» Cassandraoftroy - Do we love
In response to Do we love posted by likeu:
I think it is harder for women to give up on commitments. In my case, even though I am bitterly angry at my soon-to-be ex-husband now, and I feel like I hate him, the fact that it bothers me so much that he is dating a woman 21 years his junior who is everything he always fantasized about and wanted me to be (23, large breasted, child-like) has brought me a tremendous amount of pain. I'm not sure if it's like post-traumatic stress disorder, where suddenly I'm back in my marriage feeling the same insecurities caused by his behavior and thoughtless remarks or if it's that part of me still cares about him and wishes that things could have worked. I do remember vaguely that there where times when I could get through that autism shell and reach him...and that at one time, I loved him very much. But even if I did love him, I would never go back.

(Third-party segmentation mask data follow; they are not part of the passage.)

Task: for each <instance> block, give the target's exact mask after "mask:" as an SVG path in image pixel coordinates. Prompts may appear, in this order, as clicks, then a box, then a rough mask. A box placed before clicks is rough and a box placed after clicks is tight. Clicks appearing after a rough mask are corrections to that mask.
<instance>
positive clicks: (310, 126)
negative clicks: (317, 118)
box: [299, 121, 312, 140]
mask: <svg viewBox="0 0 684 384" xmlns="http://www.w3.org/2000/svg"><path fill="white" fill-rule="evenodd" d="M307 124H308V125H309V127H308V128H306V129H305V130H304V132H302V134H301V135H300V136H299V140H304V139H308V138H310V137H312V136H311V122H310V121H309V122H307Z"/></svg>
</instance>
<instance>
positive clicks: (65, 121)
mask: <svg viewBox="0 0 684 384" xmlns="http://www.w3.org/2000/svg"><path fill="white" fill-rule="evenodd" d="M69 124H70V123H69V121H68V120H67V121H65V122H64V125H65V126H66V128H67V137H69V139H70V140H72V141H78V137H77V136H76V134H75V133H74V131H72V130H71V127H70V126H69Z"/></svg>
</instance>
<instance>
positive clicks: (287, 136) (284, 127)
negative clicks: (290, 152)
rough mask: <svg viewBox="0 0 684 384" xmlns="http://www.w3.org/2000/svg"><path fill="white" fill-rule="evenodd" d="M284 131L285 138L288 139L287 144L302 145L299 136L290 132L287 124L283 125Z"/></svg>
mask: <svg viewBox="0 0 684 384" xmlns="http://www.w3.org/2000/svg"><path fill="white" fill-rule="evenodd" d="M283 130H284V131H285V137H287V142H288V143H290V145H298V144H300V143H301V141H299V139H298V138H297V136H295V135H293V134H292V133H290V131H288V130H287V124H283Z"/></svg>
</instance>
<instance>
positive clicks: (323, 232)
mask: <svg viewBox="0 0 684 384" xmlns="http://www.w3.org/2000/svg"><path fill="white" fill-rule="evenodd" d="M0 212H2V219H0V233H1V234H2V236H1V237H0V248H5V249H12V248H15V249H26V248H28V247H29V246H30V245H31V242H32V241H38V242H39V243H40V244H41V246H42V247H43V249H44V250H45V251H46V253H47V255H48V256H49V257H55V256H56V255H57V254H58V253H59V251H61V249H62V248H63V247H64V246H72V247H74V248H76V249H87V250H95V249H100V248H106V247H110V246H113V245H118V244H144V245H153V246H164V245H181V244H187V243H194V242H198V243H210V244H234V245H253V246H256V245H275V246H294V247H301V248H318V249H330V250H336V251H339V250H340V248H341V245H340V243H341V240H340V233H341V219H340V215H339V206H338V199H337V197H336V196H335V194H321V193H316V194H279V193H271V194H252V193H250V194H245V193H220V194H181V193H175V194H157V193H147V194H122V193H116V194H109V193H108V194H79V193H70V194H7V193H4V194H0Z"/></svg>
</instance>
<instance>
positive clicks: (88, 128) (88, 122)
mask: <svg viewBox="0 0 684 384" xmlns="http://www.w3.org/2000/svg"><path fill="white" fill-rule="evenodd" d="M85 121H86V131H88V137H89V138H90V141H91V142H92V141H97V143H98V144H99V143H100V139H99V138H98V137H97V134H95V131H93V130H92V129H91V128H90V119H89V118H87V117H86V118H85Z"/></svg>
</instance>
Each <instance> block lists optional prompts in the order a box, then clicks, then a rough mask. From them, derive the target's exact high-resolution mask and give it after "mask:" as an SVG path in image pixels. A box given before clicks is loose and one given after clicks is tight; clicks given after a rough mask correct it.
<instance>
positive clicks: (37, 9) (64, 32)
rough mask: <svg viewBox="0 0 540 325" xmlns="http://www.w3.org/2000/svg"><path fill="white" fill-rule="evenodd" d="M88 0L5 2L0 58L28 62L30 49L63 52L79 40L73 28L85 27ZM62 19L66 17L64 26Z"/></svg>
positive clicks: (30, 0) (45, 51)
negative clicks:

I do not believe in soulmates or that there is only one person I can love. I would rather find someone else to share love with--and I have, for now--or even be alone than suffer the loneliness, the insecurity, the unpredictability, the anxiety, and the depression that living with my husband caused me.
I think it takes a much stronger woman than I am emotionally to deal with it. I have two children now who likely have Asperger's, and that is about as much as I can handle. Having a husband with Asperger's was in some ways like having a third.